Wiesbaden Schlachthof (Kesselhaus)

Einlass: 19:00 Uhr,
Beginn: 19:30 Uhr
Präsentiert von ByteFM, FUZE, VISIONS

Es ist dieser eine Moment, kurz bevor das Licht ausgeht, wenn ein Konzert noch Versprechen ist: ein kollektives Einatmen, das Knistern im Raum, die Ahnung, dass gleich etwas Unkontrollierbares passiert. Bei Destroy Boys gehört genau dieser Moment zum Markenkern. Ihre Shows sind keine bloßen Darbietungen, sondern Verdichtungen von Energie, in denen sich Schweiß, Wut und Euphorie zu einem körperlichen Erlebnis verweben. Wer sie einmal auf einer Bühne gesehen hat – sei es im Vorprogramm von Szenegrößen, auf Festivals wie dem Coachella oder auf einer ihrer eigenen Shows –, weiß, dass hier keine Distanz gewahrt wird. Das Publikum wird Teil des Geschehens, als würde sich die Musik nicht nur im Raum, sondern durch ihn hindurchbewegen.

Seit ihrer Gründung 2015 in Sacramento hat sich die Band um Alexia Roditis und Violet Mayugba von einem Zwei-Personen-Projekt zu einer festen Größe im internationalen Punk-Kosmos entwickelt. Früh geprägt von DIY-Spirit, wuchs ihr Sound mit jeder Veröffentlichung, vom rohen Debüt „Sorry, Mom“ bis hin zu späteren, deutlich ausdifferenzierteren Arbeiten. Dabei blieb stets eine Haltung erhalten, die sich gegen Zuschreibungen sperrt: musikalisch wie gesellschaftlich. Destroy Boys verstehen sich als „genrequeer“, ein Begriff, der programmatisch ist. Er beschreibt nicht nur ihre stilistische Offenheit zwischen Punk, Riot Grrrl, Indie und Alternative, sondern auch den Anspruch, gängige Kategorien von Identität infrage zu stellen.
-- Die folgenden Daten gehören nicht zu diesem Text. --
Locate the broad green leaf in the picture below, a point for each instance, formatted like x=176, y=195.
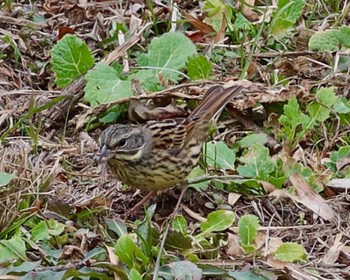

Mit ihrem aktuellen Album „Funeral Soundtrack #4“ treiben sie diese Entwicklung weiter. Der Titel ist weniger Ironie als Bilanz: Jede ihrer bisherigen Platten markiere, so Mayugba, das Ende eines Lebensabschnitts. Nun, mit Mitte zwanzig, präsentieren sich die Musiker*innen gefestigter, selbstbewusster, und kompromissloser. Produziert von Carlos de la Garza, erweitert das Album den Klangraum der Band spürbar. Neben den vertrauten Punk-Wurzeln treten Einflüsse von Goth, Bossa Nova oder sogar Salsa. Roditis’ Stimme, früher oft im Lärm verborgen, tritt nun klarer hervor, variiert zwischen roher Dringlichkeit und überraschender Melodik. Thematisch kreist „Funeral Soundtrack #4“ um Reifung, Selbstbehauptung und das Ringen mit inneren Widersprüchen. Songs wie „Shadow (I’m Breaking Down)“ greifen psychologische Konzepte auf, während andere Stücke Geschlechterrollen oder Machtstrukturen offensiv verhandeln. Dabei wirkt nichts didaktisch; vielmehr entsteht der Eindruck einer Band, die ihre eigenen Brüche produktiv macht.

Dass Destroy Boys heute größere Bühnen anstreben, widerspricht bewusst einem alten Punk-Dogma, das Erfolg mit Verrat gleichsetzt. Sie wollen mehr, und sagen das offen. Vielleicht ist es gerade diese Ambition, die ihre Musik so dringlich macht: der Wille, gehört zu werden, ohne sich dabei zu glätten. Im Juni 2026 ist es auch bei uns endlich wieder soweit: Neben den bereits bestätigten Auftritten beim Hurricane sowie Southside Festival kommen Destroy Boys auch für vier Clubshows nach Deutschland. Ein Versprechen auf genau jene Momente, in denen das Licht ausgeht und alles möglich scheint.